The inquiry into the Grenfell Tower fire that killed 72 people in 2017 has heard the government carried out a “deliberate cover-up” over the dangers from combustible materials.
The final stage of the public inquiry is now looking at the role of government figures and what happened around building regulations. Combustible materials used for housing were not scrutinised as a result of decades of deregulation.
Stephanie Barwise QC said Grenfell was the result of the government’s “unbridled passion for deregulation” and a “prolonged period of concealment”. Michael Mansfield QC, representing some of the bereaved and survivors, said the government [simply] saw health and safety laws “as an obstruction to businesses”.
Australian mother Leetona Dungay and a team of high-profile lawyers will take a claim over her son’s death in custody to the United Nations.

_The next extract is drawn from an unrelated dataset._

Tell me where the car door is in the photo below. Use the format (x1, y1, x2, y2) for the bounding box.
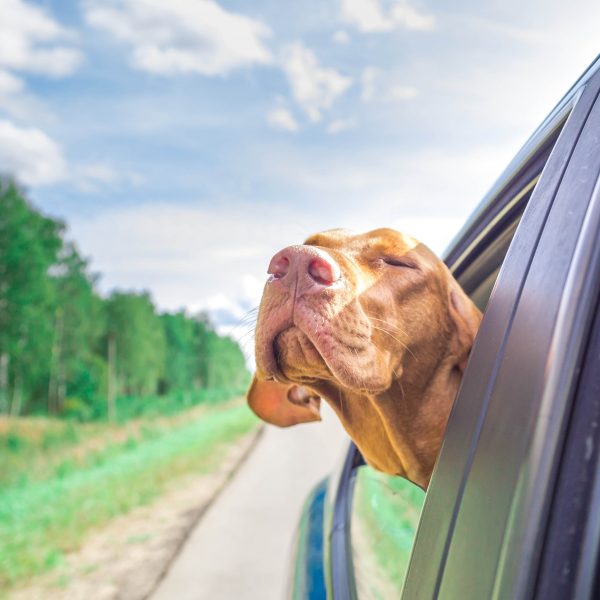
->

Indigenous man David Dungay Jr died after being restrained by five prison officers in a Sydney cell in 2015.
The complaint argues Australia violated his human rights and failed to protect his life. The legal team is also seeking to put pressure on the government over its record on Indigenous deaths in custody. Aboriginal people have the highest rate of incarceration of any group in the world.

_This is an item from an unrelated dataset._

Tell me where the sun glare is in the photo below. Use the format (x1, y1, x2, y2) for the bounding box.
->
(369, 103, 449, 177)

Celia Stubbs, whose partner Blair Peach was killed by police 42 years ago, hopes her appearance at the Undercover Policing Inquiry will help her discover why she was spied on for decades.
Stubbs, 81, and still active politically by supporting refugees and asylum seekers, is among thousands of political activists that members of the London Metropolitan Police’s Special Demonstration Squad (SDS) highlighted for attention from 1968 onwards. Targets included women, with whom officers sometimes had relationships and children.